In particular, the notation |$\hat{T}\beta $> means $\hat{T}$|$\beta $>, and <$\hat{T}$^†α|β> means the in-product of the vector $\hat{T}$^†|α> with vector |β>. Please notice also for any scalar c that:

<α|cβ> = c<α|β>                                                   (18.2)

But,

<cα|β> = c^*<α|β>                                                  (18.3)

If we’re working in an orthonormal basis the Hermitian conjugate of a linear transformation is represented by the Hermitian conjugate of the corresponding matrix, so that:

<α|$\hat{T}\beta $> = a^†Tb = (T^†a)^†b = <$\hat{T}$^†α|β>                               (18.4)

The Hermitian transformations ($\hat{T}$^† = $\hat{T}$) play a fundamental role in quantum mechanics. The eigenvectors and eigenvalues of a Hermitian transformation have three important properties:

1.      The eigenvalues of a Hermitian transformation are real.

This property can be proven as follows: Let λ be an eigenvalue of$\hat{T}$ and |α> ≠ |0>: $\hat{T}$|α> = λ|α>, then <α|$\hat{T}\alpha $> = <α|λα> = λ<α|α>. Meanwhile, if $\hat{T}$is Hermitian then: <α|$\hat{T}$α> = <$\hat{T}$α|α> = <λα|α> = λ^*<α|α>. But <α|α> ≠ 0 so that λ = λ^* and hence λ is real.

2.      The eigenvectors of a Hermitian transformation belonging to distinct eigenvalues are orthogonal.

Suppose $\hat{T}$|α > = λ|α> and $\hat{T}$|β> = μ|β> with μ ≠ λ then:

<α|$\hat{T}$β> = <α|μβ> = μ<α|β>

And if $\hat{T}$is Hermitian,

<α|$\hat{T}$β> = <$\hat{T}$α|β> = <λα|β> = λ^*<α|β>

Since λ = λ^* (from property 1), and λ ≠ μ by assumption, thus <α|β> = 0.

3.      The eigenvectors of a Hermitian transformation span the space.

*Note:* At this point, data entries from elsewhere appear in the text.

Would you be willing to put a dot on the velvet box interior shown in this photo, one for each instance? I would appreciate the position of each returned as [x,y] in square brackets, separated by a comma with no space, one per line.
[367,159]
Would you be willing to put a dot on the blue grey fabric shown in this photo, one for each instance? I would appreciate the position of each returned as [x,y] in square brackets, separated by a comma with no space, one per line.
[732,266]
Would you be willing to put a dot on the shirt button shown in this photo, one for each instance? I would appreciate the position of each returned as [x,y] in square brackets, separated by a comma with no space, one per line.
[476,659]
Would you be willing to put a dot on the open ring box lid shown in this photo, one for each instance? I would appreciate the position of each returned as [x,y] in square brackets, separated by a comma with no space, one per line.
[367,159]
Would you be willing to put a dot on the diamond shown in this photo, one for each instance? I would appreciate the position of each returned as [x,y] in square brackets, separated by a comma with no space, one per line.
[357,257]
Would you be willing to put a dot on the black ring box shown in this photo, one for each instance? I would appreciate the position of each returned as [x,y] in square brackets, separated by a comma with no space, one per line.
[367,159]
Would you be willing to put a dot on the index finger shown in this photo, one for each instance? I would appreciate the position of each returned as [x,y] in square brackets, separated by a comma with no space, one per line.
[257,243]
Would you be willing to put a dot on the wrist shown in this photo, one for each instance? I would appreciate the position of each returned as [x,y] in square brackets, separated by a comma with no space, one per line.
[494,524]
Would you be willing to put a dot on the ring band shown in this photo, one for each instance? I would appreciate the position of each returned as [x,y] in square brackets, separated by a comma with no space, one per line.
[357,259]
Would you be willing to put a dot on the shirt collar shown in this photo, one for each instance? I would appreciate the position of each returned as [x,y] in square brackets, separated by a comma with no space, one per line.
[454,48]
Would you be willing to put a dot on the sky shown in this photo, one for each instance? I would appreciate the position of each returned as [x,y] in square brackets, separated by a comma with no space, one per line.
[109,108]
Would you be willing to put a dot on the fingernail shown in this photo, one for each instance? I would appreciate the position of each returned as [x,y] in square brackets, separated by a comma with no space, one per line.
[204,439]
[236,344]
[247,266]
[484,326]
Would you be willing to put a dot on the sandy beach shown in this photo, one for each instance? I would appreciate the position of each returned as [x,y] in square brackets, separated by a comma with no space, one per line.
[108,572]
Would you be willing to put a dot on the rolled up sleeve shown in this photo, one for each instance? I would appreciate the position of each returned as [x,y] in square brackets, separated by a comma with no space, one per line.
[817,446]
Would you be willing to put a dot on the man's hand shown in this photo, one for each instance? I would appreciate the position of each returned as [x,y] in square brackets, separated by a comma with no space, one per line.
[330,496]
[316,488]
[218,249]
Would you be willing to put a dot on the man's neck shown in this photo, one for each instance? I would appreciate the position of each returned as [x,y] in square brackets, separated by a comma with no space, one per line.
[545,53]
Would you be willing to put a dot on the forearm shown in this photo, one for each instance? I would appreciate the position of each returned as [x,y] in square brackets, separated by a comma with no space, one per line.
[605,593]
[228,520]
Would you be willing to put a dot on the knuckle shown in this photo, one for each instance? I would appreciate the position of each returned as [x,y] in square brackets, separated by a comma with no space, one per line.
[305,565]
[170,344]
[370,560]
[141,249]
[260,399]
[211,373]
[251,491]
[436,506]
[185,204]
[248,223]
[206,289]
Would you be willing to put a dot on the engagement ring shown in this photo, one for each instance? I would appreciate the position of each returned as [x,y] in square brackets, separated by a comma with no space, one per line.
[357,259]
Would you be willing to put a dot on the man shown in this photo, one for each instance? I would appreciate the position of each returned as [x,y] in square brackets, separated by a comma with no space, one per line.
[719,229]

If all the n-roots of the characteristic equation are distinct, then by property 2 we have n mutually orthogonal eigenvectors, so that they span the space. Suppose there are m-fold λ duplicate roots (degenerate eigenvalues), any linear combination of two eigenvectors belonging to the same eigenvalue is still an eigenvector, it can be shown that there are m linearly independent eigenvectors with eigenvalues λ. These eigenvectors can be orthogonalized by the Gram-Schmidt procedure. So, the eigenvectors of a Hermitian transformation can always be taken to constitute an orthonormal basis. It follows, that any Hermitian matrix can be diagonalized by a similarity transformation, with S unitary.